Tucked in the back of his A&R New and Selected - a copy once borrowed by the poet in haste before a reading and returned many months later inscribed as a gift, if memory serves - I recently found a letter from John Forbes. It is dated 27 October 1993 - he was in the Australia Council Rome apartment at the time. In it he seems to make a typing error - instead of 'Harbour Bridge' he writes 'Harbour Bride'. Peter Porter records a similar typo in his poem 'Brides come to the Poet's Window' whose first line explains "Birds, it should have been, but pleasure quickens." Forbes jokes about a MONUMENTAL STATUE of John Tranter "to be erected over the south pylons of the Harbour Bride like? The Harbour Bride? che cosa?" and then follows a draft of the poem which was later published as 'The Harbour Bride'. I'll leave it to the scholars to determine if this is the first draft.

Thursday, October 9, 2008

Which verb for a scrutiny?

And as I scrutinised the down-turned face
With that pointed narrowness of observation
We bear upon the first-met stranger at dawn

Sound familiar? That's Eliot In the second typed draft of 'Little Gidding', perhaps unconsciously echoing Milton's "narrower scrutiny" in Paradise Regained. Eliot reworked this in the third typed draft:

And as I bent upon the down-turned face
That pointed scrutiny with which we challenge
The first-met stranger in the first faint light

John Hayward - with whom Eliot corresponded at length during the process of revision - wrote in the margin 'scrutinised / bend a scrutiny?'. Perhaps it was an idiom with which Hayward was not familiar.

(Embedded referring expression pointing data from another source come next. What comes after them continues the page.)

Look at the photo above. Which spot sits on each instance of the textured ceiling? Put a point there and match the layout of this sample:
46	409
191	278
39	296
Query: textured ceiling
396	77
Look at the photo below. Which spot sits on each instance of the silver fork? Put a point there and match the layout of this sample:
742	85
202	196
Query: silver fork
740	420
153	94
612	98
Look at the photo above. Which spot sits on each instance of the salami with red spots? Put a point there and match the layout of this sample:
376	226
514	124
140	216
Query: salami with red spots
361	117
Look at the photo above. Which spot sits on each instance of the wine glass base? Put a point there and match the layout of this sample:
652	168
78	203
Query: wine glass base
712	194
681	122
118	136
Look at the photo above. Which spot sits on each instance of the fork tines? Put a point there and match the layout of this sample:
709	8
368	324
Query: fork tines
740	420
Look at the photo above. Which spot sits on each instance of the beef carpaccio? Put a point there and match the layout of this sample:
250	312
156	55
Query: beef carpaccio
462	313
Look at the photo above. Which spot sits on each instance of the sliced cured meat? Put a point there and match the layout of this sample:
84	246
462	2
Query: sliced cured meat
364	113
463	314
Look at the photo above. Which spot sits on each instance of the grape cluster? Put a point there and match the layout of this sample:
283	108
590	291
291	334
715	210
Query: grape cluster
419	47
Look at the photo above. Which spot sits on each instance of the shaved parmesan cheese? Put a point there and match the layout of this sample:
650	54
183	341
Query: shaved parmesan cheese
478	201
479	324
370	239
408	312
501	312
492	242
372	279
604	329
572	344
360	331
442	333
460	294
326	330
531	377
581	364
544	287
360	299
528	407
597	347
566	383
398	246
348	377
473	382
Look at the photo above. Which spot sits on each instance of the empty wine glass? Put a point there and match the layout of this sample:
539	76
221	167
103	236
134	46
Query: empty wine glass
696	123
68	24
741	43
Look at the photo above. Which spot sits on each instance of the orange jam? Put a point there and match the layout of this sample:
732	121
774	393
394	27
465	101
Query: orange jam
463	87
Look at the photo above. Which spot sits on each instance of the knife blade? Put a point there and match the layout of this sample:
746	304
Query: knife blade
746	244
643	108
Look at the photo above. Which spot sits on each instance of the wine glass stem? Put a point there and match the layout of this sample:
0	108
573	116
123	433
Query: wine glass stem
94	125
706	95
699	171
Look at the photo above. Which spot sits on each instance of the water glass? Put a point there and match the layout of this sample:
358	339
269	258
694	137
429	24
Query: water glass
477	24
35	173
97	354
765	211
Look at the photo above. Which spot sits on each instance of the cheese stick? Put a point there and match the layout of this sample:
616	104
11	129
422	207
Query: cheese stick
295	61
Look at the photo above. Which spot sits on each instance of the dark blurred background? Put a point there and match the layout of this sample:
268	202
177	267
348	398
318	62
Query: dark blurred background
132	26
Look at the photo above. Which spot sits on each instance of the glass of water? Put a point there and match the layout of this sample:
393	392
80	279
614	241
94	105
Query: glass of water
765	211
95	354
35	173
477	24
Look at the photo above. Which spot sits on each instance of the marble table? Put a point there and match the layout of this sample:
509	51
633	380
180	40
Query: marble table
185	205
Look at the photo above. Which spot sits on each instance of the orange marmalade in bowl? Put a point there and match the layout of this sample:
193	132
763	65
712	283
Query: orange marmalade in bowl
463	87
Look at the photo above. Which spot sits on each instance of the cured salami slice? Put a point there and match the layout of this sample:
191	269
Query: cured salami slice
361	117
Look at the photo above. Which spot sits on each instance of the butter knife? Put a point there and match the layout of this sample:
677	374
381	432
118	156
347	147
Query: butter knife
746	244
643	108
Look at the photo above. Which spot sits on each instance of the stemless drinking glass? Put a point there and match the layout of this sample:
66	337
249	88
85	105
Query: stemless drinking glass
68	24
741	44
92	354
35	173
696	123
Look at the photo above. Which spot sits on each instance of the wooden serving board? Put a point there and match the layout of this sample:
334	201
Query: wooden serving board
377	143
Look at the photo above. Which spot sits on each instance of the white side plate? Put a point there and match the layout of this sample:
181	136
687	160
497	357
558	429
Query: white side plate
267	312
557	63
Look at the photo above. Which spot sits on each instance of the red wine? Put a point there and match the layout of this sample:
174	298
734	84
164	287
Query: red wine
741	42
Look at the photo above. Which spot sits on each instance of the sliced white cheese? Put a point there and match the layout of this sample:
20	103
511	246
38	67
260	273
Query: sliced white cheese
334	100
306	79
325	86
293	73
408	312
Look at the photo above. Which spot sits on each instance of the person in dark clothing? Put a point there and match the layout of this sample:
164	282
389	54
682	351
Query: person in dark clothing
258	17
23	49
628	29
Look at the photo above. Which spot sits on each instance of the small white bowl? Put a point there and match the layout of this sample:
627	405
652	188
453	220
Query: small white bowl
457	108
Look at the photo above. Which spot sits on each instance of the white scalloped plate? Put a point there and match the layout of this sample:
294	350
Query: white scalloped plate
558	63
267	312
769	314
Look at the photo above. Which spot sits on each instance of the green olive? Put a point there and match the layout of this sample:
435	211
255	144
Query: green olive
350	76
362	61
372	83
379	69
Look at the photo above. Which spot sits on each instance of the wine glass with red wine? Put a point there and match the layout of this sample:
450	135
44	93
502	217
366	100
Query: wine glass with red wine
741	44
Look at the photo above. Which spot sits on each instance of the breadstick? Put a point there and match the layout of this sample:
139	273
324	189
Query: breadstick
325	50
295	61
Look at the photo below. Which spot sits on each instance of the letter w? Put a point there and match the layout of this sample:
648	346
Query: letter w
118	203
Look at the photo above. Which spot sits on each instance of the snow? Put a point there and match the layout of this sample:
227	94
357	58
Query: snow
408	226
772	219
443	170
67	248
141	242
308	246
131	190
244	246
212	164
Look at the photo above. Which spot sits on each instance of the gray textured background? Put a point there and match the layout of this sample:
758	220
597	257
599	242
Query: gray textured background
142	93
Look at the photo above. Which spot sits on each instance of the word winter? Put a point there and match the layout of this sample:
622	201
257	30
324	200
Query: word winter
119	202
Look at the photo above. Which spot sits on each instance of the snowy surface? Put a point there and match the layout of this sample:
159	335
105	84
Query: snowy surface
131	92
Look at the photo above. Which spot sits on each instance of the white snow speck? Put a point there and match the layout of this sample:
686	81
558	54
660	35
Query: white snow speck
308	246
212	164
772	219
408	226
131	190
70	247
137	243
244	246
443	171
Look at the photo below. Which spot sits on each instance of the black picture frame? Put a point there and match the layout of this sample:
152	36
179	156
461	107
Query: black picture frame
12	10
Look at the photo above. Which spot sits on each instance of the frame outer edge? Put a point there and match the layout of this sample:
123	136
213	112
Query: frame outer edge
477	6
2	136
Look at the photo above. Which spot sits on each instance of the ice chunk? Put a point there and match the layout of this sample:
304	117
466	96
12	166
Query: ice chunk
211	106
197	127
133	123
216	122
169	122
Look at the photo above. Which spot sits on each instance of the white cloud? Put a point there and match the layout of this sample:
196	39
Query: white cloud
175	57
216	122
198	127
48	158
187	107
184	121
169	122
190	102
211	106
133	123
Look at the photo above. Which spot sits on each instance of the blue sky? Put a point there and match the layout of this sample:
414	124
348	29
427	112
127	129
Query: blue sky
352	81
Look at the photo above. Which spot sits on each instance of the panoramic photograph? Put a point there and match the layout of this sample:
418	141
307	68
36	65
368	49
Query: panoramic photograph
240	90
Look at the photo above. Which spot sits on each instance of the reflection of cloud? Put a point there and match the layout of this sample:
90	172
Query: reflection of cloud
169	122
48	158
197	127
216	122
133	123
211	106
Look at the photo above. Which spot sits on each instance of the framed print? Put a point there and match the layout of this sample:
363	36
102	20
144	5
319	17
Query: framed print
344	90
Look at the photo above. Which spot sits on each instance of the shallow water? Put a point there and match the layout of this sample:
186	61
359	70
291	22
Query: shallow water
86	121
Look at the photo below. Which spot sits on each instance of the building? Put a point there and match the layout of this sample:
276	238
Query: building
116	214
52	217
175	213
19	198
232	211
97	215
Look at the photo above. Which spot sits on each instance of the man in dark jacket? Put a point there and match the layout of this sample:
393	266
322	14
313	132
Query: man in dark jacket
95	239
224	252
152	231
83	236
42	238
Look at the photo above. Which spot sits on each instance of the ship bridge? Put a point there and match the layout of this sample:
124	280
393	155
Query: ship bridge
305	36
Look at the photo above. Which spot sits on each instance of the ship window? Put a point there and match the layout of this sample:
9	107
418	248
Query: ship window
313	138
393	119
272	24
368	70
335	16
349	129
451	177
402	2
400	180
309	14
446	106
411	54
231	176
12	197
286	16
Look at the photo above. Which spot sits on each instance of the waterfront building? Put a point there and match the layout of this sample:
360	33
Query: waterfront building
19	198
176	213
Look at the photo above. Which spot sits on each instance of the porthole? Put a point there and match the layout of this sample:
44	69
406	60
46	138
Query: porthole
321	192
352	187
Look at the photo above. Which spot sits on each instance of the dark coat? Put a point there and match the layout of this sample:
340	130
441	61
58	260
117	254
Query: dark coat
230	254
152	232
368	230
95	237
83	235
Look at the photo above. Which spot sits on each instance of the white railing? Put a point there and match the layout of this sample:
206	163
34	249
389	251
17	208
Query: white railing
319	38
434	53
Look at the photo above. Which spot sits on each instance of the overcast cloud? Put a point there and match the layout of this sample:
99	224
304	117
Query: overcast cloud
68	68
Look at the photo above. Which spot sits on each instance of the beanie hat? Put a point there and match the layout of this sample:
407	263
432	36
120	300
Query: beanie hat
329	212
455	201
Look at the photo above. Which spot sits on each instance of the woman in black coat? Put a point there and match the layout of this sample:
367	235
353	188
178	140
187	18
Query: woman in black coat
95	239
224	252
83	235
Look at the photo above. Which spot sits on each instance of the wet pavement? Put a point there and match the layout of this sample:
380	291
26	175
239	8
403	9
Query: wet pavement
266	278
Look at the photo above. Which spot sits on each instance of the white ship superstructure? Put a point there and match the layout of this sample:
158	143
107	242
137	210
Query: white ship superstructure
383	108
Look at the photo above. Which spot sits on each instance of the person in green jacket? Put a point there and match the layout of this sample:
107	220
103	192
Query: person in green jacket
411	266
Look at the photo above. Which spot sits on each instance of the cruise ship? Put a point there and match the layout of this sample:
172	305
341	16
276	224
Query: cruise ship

I found an old page from the Palmyra Democrat (New York) of the 1890s with the phrase "He bent a scrutiny". "He would bend intent scrutiny to the dial" appears in Louis Joseph Vance's first in a series of novels about a jewel-thief turned detective - "The Lone Wolf" (1914), and Mrs Woodrow Wilson uses the figure in her 1917 book 'The Hornet's Nest' (a title which was incidentally used by former President Jimmy Carter for his novel about the Revolutionary War).

The phrase appears again in Vernon Watkins' poem 'Swedenborg's Skull'

Caught up from the waters of change by a traveller who bends
His piercing scrutiny

In the end Eliot decided on fixing a scrutiny rather than bending one.

As I fixed upon that down-turned face
That pointed scrutiny with which we challenge
The first-met stranger in the waning dusk

Wednesday, October 8, 2008

Unpacking the Boxes


Donald Hall's latest book - Unpacking the Boxes - is a memoir covering various periods in the poet's life: school, Harvard, & Oxford are dealt with in turn; the first marriage is skipped over, so too the years with Jane Kenyon which were covered in his earlier The Best Day The Worst Day. Some of the childhood and family background material goes back over ground already explored in his earlier Life Work. The large gaps for both marriages give the book a strange feel - like what is left over from a piece of card when shapes have been cut from it. The last chapter deals largely with the blow-by-blow difficulties and indignities of health problems he suffered immediately preceding his appointment as U.S. poet laureate; the chapter opens with a wonderful paragraph: "When you are three years old and your socks are falling down, somebody says, "Pull up your socks, Donnie." Then you are twelve, solitary, reading books all day, then twenty-five and a new father, burping your son at two A.M. When you turn forty, divorced, your life is a passage among disasters. Then you marry again, you are happy, you turn sixty, your wife dies. Then you are eighty and your socks fall down again. No one tells you to pull them up."